Sanat, Emek ve Prekarite
06 Eylül 2019
Eser: Ali Artun (Der.), Sanat Emeği-Kültür İşçileri ve Prekarite, İstanbul, İletişim Yayınları, 2014, 279 sayfa.
Değerlendiren: Hıdır Tok, İstanbul Üniversitesi
PDF’e ulaşmak için: https://iusd.istanbul.edu.tr/tr/yazi/10-16917-sd-34621-5200370054004C00310038006F00490065006B0055003100
Sanat Emeği-Kültür İşçileri ve Prekarite post-Fordist dönemin nişanesi olan güvencesizleştirme ve “prekarizasyon” süreçlerini odağına alan makalelerden ve bir söyleşi- den oluşan derleme bir kitap. İçinde yer alan makalelerin çoğu Skop-dergi’nin 4. sayısında da yayımlanan kitap, bu makalelere yenilerinin eklenmesiyle ortaya çıkmıştır. Kitaptaki makaleleri derleyen Ali Artun, sunuş yazısında prekariteyi, “şairi, ücretli işçi yapan” kapitalizmin, her türlü insan etkinliğini egemenliği altına alma zorunluluğunun çağdaş bir görünümü olarak tanımlamaktadır.

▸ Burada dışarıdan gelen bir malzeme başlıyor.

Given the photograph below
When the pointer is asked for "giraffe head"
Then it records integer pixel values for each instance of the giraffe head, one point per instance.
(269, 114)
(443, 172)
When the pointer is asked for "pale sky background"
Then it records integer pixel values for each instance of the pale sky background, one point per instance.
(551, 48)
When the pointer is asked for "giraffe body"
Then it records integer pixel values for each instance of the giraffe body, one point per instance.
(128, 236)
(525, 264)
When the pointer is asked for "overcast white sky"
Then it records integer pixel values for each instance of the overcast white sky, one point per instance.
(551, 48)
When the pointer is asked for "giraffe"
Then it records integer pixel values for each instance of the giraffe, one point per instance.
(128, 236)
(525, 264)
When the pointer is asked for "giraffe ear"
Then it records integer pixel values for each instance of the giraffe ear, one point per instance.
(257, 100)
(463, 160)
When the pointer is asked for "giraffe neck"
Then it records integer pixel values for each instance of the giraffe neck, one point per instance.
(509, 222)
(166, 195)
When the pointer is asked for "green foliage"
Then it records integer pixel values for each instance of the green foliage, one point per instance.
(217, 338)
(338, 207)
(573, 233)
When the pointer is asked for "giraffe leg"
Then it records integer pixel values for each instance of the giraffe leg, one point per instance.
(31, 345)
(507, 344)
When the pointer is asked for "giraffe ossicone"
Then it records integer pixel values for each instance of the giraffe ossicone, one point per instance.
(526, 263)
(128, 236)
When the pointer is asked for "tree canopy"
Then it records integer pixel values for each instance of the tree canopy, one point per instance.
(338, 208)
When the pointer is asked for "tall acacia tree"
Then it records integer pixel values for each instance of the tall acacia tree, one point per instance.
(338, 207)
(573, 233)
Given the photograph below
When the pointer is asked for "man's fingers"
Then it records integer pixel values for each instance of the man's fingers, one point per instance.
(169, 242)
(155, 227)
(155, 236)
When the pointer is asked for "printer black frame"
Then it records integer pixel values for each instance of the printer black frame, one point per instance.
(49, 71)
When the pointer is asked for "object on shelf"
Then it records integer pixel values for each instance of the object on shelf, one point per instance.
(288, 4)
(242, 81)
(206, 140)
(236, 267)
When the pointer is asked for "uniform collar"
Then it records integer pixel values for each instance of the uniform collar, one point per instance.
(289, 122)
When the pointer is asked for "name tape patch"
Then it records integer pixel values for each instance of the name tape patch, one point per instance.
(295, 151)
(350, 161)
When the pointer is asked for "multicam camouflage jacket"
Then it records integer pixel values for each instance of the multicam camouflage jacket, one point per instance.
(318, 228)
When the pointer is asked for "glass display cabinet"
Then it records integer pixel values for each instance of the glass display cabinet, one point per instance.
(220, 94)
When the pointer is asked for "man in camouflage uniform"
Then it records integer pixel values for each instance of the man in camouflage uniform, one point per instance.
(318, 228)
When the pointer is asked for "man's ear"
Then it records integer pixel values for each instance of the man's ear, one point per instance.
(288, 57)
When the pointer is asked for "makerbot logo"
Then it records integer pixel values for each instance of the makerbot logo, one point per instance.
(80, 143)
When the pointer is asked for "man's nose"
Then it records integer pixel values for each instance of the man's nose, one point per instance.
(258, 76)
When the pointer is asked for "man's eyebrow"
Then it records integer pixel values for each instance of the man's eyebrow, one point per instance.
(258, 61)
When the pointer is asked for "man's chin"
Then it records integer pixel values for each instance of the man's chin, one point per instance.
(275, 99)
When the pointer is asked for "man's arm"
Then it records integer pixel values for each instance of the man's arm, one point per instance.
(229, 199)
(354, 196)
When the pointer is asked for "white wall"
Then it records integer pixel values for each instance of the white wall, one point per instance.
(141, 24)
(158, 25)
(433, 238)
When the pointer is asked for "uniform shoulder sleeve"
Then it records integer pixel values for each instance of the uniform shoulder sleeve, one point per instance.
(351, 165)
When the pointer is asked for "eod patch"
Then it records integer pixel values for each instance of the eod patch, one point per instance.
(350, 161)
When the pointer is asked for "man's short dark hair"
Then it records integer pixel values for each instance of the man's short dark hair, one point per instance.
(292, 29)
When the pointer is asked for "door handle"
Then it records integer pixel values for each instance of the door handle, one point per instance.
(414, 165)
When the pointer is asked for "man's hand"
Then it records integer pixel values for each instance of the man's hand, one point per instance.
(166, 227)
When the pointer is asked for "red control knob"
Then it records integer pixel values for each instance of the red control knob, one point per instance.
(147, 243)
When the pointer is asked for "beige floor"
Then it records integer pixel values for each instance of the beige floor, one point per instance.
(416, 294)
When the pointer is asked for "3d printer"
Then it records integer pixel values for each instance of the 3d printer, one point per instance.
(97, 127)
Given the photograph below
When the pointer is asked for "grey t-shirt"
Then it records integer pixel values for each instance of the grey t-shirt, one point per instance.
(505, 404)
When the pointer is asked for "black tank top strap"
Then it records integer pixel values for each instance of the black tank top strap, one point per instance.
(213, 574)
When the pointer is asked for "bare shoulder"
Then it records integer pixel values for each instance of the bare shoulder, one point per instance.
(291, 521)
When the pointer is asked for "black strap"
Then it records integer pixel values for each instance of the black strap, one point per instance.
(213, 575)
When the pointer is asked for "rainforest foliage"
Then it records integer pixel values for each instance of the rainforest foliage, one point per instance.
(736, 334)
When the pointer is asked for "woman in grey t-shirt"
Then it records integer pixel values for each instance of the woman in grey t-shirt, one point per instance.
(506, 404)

Arif Dirlik kitapta yer alan “Üretimde ve Üretimin Örgütlenmesinde Postmodernleşme: Esnek Üretim, İş ve Kültür” başlıklı makalesinde, çağdaş kapitalizmin yönetimindeki bir unsur olarak kültür ile postmodern epistemolojik yaklaşımlar ve günümüzün ekonomi-politik dünyası arasında nasıl bir ilişki olduğunu açımlamaya çalışmaktadır. Dirlik, “yeniden yapılanma” olarak tanımladığı süreçte yönetimsel iktidarın yönetici sınıflara geçmesiyle beraber alt kademedeki çalışanlar üzerindeki tüm iktidar görünümlerinin arttığını, belirsizliğin bir çalışma ve hayat tarzına dönüştüğünü ifade etmektedir. Dirlik’e göre bu sürecin edilgen faili olarak görülen insanda aranan temel nitelik ise bedenen ve zihnen uzamsızlığa koşması ve “ilişkisel insan tipi” etiketine uyum sağlaması olacaktır. Dirlik, bu insan tipolojisinin yer aldığı sayıları ve iktidarı gittikçe artan grubu ise Robert Reich’ın emek türleri kategorilendirmesinde bahsettiği şekliyle “sembolik-analitik hizmetler” olarak tanımlamaktadır. Ekonomideki liderliği belirleme, araştırma ve tasarım kabiliyeti ve esneklik ise bu tipin en görünür nitelikleridir. Dirlik, bu niteliklerin “bahşedildiği” yeni işçinin alımlayıcı olmakla kalmayıp yaratıcı, geliştirici ve dönüştürücü gibi niteliklerle kapitalizm öncesinin zanaatkarına yakınlaştığını öne sürmektedir. Yeni işçi artık (ve yeniden) “sorumlu”dur. Sorumluluk da, söz konusu niteliklerin süreçselliğinin tanzim edilmesi, denetlenmesi ve başarılı bir şekilde nihayete erdirilmesini beraberinde getirmektedir. Bu misyon ve vizyon, bir propaganda gibi işçinin çalıştığı şirket tarafından kendisine düzenli bir şekilde hatırlatılmaktadır. Yaratılmaya çalışılan şey ise sadece emeği değil hayatı da esneklik adı altında bir mühendislik faaliyeti gibi mekanikleştirmektir. Bu makinenin işlemesi için ağırlık verilen şeyler, kültür ve ideolojidir. Dirlik ’in vurgusu, kurum kültürü ve ulus-aşırı şirketlerin çok kültürlülüğünü temel almaktadır. Hedef, hayatın (ve özellikle de çalışma sahasının) tüm içsel ve dışsal alanlarında tahakküm kurmaktır. Dirlik’e göre postmodernizm, burada ögelerine ayrılarak zayıflatılan emek, insan ve hayat düzlemlerinin üzerini örtmekte ve “öznelliklere saldırı olduğu” gerekçesiyle karşıtlıkları ve baskıları engellemeye çalışma işlevini görmektedir.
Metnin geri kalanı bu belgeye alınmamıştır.